Anatomia stawu skokowego

W obrębie stawu skokowego wyróżnić można:

  • Staw skokowy górny nazywany także stawem skokowo-goleniowym. Jest to miejsce, które przenosi obciążenie całego ciała na stopę. Staw jednoosiowy bloczkowy, w którym możliwe jest wykonywanie ruchów zgięcia grzbietowego oraz zgięcia podeszwowego. Powierzchnie stawowe utworzone są przez bloczek kości skokowej (główka stawowa) oraz przez wklęsłe powierzchnie obu kostek (przyśrodkowa i boczna) kości piszczelowej i strzałkowej, a także przez powierzchnię dolną kości piszczelowej. Obie kości podudzia obejmują bloczek skokowy, tworząc pewnego rodzaju klamry zapewniające stabilizację.
  • Staw skokowy dolny nazywany także stawem skokowo-piętowo-łódkowatym, łączy ze sobą kości skokową, piętową i łódkowatą. Staw można podzielić na część tylną (staw skokowo-piętowy) oraz część przednią (staw skokowo-piętowo-łódkowaty). Czynnościowo stawy te tworzą jedną strukturę. Każda z kości posiada powierzchnie stawowe do połączeń z innymi kośćmi:
  • Kość skokowa – tworzy 3 powierzchnie stawowe piętowe (przednia, tylna, środkowa) oraz powierzchnie stawową głowy kości skokowej

    Kość piętowa- tworzy 3 powierzchnie stawowe piętowe (tylna, środkowa, przednia)

    Kość łódkowata – tworzy wklęsłą powierzchnię stawową dla głowy kości skokowej. W obrębie stawu wykonywane są ruchy nawracania (pronacji) i odwracania (supinacji).

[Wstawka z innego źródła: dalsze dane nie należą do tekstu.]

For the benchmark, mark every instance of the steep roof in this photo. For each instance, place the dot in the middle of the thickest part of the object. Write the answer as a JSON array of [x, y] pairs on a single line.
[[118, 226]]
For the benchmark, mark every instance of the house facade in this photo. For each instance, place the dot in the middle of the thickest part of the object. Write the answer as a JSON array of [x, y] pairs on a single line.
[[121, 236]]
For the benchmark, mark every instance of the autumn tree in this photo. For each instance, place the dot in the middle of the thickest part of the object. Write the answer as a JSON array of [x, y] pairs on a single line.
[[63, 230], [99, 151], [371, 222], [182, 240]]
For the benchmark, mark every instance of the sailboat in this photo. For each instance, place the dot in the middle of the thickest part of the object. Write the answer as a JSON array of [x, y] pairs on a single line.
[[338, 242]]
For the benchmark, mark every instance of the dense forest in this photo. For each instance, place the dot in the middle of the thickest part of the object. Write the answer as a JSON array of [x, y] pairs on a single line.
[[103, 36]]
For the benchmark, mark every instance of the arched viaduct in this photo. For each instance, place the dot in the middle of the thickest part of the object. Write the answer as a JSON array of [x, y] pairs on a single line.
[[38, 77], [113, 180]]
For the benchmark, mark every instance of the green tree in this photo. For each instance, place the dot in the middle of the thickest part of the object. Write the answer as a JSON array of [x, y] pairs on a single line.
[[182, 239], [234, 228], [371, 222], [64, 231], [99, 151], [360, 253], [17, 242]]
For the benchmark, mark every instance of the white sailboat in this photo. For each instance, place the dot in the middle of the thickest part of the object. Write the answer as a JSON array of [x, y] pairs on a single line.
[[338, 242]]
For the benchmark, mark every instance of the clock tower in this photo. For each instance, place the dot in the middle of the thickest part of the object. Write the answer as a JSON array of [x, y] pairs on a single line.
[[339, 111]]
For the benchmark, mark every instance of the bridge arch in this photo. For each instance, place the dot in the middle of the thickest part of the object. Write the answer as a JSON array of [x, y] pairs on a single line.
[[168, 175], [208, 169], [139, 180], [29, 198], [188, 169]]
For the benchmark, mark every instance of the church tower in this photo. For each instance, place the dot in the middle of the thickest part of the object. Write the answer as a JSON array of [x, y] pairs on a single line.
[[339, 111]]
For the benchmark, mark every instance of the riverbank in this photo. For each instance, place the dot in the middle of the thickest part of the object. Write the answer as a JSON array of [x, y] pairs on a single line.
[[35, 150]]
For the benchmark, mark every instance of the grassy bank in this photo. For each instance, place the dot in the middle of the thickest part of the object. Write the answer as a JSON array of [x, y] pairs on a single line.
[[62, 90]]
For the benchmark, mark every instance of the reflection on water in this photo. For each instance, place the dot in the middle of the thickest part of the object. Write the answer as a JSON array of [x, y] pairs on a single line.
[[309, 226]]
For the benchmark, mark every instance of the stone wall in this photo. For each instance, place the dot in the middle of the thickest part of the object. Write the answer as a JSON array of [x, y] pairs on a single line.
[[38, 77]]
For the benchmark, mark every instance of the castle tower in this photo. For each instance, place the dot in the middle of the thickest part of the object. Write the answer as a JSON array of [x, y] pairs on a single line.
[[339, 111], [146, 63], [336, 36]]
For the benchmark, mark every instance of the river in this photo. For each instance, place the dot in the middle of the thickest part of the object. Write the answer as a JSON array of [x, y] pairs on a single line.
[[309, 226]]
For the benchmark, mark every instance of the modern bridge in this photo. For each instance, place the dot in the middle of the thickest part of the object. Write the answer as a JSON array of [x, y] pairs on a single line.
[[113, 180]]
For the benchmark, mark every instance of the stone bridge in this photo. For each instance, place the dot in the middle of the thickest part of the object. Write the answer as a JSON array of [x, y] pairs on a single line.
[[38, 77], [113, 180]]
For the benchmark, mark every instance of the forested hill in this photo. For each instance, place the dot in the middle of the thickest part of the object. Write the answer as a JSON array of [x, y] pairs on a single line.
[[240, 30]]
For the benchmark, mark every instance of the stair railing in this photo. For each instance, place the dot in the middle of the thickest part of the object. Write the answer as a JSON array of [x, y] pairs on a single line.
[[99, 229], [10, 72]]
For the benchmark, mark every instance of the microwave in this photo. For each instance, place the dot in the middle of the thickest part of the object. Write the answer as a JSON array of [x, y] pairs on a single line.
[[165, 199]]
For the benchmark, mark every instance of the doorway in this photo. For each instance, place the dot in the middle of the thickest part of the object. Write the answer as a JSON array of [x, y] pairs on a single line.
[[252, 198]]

  • W obrębie połączenia obu kości goleni wyróżnia się także błonę międzykostną goleni, która przymocowana jest do brzegów międzykostnych obu kości, a także więzozrost piszczelowo-strzałkowy. Więzozrost znajduje się pomiędzy końcami dalszymi kości i stanowi przedłużenie błony. Wzmocniony jest przez więzadła piszczelowo-strzałkowe przednie i tylne. Więzozrost piszczelowo-strzałkowy posiada minimalną ruchomość, którą wymusza przemieszczający się podczas zgięcia grzbietowego stopy, bloczek kości skokowej. Zachodzący ruch objawia się przesunięciem bocznym kostki kości strzałkowej (bocznej).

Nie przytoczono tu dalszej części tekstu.